In a desperate attempt to address these issues her conservative ally Cr Di Woods asked her permission to amend the motion to consider a Public Private Partnership (PPP), whereby council would not have to find the money for the project, and that the location of the possible multi-storey carpark not be limited to the one Cr Wanchap had proposed.
But her pleas fell on deaf ears.
Mayor Simon Richardson appeared to sum up the general mood when he said, ‘the community has told us clearly they do not want one of the major buildings as they drive into town to be a carpark. We don’t want to make it easier for cars to get into town and then give them prime real estate to park in.
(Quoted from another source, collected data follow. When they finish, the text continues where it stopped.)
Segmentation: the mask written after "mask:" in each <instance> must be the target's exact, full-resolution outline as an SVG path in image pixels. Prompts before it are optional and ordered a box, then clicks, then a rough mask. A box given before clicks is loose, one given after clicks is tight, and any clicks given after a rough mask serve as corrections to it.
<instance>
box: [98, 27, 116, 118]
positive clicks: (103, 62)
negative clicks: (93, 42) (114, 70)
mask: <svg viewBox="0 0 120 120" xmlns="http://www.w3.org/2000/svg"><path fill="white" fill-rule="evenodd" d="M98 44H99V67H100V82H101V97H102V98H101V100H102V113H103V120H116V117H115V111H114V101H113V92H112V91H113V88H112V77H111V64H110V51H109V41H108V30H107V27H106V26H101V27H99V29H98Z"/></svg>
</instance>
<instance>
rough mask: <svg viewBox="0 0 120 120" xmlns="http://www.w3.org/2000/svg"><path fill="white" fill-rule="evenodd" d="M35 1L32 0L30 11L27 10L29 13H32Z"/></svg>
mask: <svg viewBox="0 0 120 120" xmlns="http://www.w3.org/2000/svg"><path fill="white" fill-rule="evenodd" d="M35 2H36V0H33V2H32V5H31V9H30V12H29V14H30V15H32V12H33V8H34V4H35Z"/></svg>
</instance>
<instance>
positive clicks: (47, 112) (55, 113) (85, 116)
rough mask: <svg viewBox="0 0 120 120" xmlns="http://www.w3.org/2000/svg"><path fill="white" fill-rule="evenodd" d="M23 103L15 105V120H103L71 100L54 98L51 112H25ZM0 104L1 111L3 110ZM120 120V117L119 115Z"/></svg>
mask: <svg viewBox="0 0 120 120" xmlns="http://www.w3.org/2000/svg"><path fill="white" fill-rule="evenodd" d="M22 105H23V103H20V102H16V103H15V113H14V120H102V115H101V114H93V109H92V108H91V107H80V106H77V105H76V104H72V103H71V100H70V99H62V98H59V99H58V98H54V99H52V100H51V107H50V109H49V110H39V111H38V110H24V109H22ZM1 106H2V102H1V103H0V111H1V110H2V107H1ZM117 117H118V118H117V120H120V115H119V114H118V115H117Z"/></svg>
The experts tell us it’s financially unsustainable and we should get cars out of town.
‘Every masterplan forum I attended unanimously said our priority would be to get cars out of the town, perhaps starting at Butler Street and then going further out towards Kendall Street.
‘Most people we consulted are quite open to exploring Butler Street. Doesn’t have the visual impact, has more area and achieves the idea of getting the cars out.
‘For us right now to be going against all of that and still be pushing for more parking in the CBD is just not being prepared to listen,’ Cr Richardson said.
His views were supported by Cr Paul Spooner who said that it was ‘putting the cart before the horse.’
We need to work on the [masterplan] processes we’ve agreed to and have faith in that,’ he said.
‘Ultimately we as councillors need to be genuine with the decisions we make – this is going against what we’ve already decided. If we get another proposal for a car park in another location [in the masterplan] we’ve shot ourselves in the foot.’
Apart from Cr Woods not one of her pro-development allies spoke on the subject or voted to support her.
The amended motion was defeated with only councillors Wanchap and Woods supporting it.